Literary norm is defined with the help of works of literature, scientific and publicistic prose, as I.R. Galperin noted as well. As I.V. Arnold says, speech is defined by the type and conditions of communication, that is why its correctness is relative. That is why when the character in a work of literature violates the grammar rules it does not necessarily mean that he /she is low-educated, because we should take into consideration the setting, the mood of the character and the situation of communication.

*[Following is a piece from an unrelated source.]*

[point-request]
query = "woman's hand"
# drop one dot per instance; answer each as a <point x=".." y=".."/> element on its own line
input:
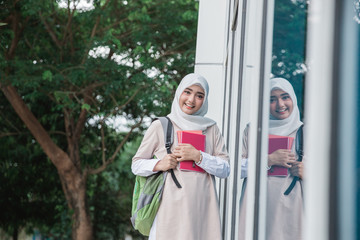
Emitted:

In the narrow meaning of the word, norm is the general standard of literary language. One of the most characteristic and essential properties of the norm is its flexibility. A too rigorous following to the norm brands the human language as pedantic, no matter whether it is oral or written speech. But on the other hand, neglect of the norm will always be regarded as an attempt to violate the norm of the language and to slow down the process of communication. At the same time, a free handling of the norms may be regarded as a permissible application of the flexibility of the norm. The extremes are apparent, but border cases are blurred. Thus, “footsteps on the sand of war” (E.E.Cummings) or “below a time” are clearly violations of the accepted norms of word-building or word-combinations.But “silent thunder”, “the ors and ifs” and the like may from one point of view be regarded as a practical application of the principle of flexibility of the norm and from another – as a violation of the semantic and morphological norms of the English language.
The norm is the invariant of the phonemic, morphological, lexical and syntactical patterns circulating in language-in-action at a given period of time.
Variants of these patterns may sometimes diverge from invariant, but they never exceed the limits set by the invariant lest it should become unrecognizable or misleading.
Norm is a set of rules and restraints. Norm is a psychological and social phenomenon (not only a system of signs) A.E.Darbyshire: “The norm is a linguistic abstraction, an idea thought up by linguists and existing only in their minds”.
Norm can become less rigid. The notion of norm always presupposes a recognized or received standard. There is no universally accepted norm of the standard literary language. There are different norms.
The norm is regarded by some linguists as “a regulator which controls a set of variants, the border of variations and also admissible and inadmissible variants” (E.A.Makayev)
Deviation of the norm.
In a modern science there is a new approach to the interpretation of expressive means of literature. The stylistic opposition here is the opposition between the norm and deviation from norm.
Deviation is a stylistic means – it compels attention: for an element to be noticed it has either to be REPEATED or UNPREDICTABLE.
Function of stylistic means is to DRAW ATTENTION. The chain of predictability should be broken.
Some deviations, if they are motivated, may occur here and there in the text. Through constant repetitions such deviations may become legitimate variants of the norm and establish themselves as members of a language system. The system of language gives speakers an opportunity not only to actualize ready elements of the language, but also to create such speech units which don’t exist in language, but potentially possible.
Deviation of a norm can be found on any level.
So the contrast between the traditional significator and situational one is contrast between the simplest and most frequent and the one chosen by an author in this situation.